Apr 12, 2011—The purchasing division of Florida's Seminole County is employing an RFID tracking system to manage its 10,000 tangible assets, with expectations that it will ultimately reduce the cost of managing inventory across its 130 countywide locations by 34 percent. The solution, provided by systems integrator Silent Partner Technologies, reduces the amount of labor required by the procurement department, as well as by the managers of other county departments that utilize those same assets.
Seminole County, located in the central part of the state, comprises seven cities and owns $90 million worth of assets, including electronic office equipment; tools used by the public-works department for road work, traffic engineering or mosquito control; and high-value firefighting gear utilized by the public-safety department. The purchasing division manages all pieces of equipment valued at $1,000 or more, and conducts a physical inventory of all items once annually, says Betsy Cohen, a county procurement supervisor. To accomplish this task, the division has traditionally used Oracle's JD Edwards software system and Microsoft Excel spreadsheets to record what is on hand at each office or facility. Every year, the county sent a list of items that should be located at each facility or department, and supervisors or department heads were responsible for verifying which assets were indeed at those locations, as well as noting which were not. The procurement office would then follow up with investigating the whereabouts of any missing items.
Until recently, the procurement division had a staff member assigned to oversee the county's inventory counts. Due to budget cuts, this position was eliminated, though it was later reestablished—but with greater responsibilities, leaving less time for inventory management.
"We needed to find a more-efficient way to get the inventory done," Cohen explains. Approximately two years ago, the department began looking into an RFID solution.
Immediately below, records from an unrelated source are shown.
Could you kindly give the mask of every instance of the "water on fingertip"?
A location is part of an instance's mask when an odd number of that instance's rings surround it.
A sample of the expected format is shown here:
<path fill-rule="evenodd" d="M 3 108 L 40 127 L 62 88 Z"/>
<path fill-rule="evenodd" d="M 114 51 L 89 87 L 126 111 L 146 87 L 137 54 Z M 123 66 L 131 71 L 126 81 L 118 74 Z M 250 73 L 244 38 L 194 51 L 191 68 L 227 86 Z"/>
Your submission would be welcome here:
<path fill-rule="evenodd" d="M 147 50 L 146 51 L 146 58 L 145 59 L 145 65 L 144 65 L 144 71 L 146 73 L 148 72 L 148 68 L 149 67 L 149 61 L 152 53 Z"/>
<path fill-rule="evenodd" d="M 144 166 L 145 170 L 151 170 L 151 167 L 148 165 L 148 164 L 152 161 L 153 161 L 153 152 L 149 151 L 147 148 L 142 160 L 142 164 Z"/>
Her office acquired six CSL 101-2 handheld RFID readers from Convergence Systems Ltd., but found the JD Edwards system could not support data from RFID readers, and thus began searching for a full RFID solution. The procurement division contacted Silent Partner in 2010, and commenced the process of attaching EPC Gen 2 tags to all 10,000 of its assets at the end of that year and into early 2011, according to Ted Kostis, Silent Partner's president.
The result is a system that allows spot-inventory checks to be carried out at any time of the year, with the procurement division sending personnel to offices or facilities in order to verify the locations of some pieces of equipment. During these spot-checks, they employ a CSL 101-2 handheld reader and captured the ID numbers of items at these locations.
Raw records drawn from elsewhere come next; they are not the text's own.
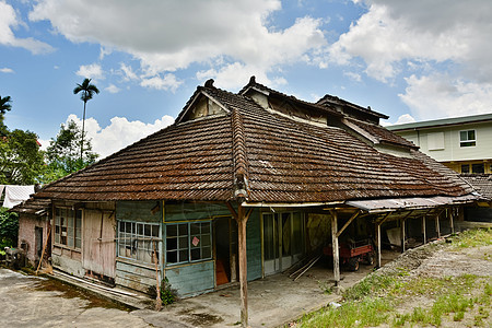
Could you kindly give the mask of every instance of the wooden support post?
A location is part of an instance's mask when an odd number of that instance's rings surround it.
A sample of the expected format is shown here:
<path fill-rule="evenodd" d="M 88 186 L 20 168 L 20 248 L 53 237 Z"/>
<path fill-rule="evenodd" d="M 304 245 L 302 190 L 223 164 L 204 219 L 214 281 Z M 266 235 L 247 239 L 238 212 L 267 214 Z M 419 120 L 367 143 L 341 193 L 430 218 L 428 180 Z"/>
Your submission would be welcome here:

The county will put the system fully to the test this fall, when it conducts its annual inventory of all of its departments. Instead of e-mailing a spreadsheet containing a list of assets to each department, the procurement division's staff members will make visits using a CSL 101-2 handheld reader. First, they will utilize the handheld device to download data stored in the Silent Partner software on the county's back-end system. The standalone RFID software stores and manages all data regarding inventory for each department, and interprets and displays information from RFID read events. The data on the reader lists all assets that should be located in the departments being visited.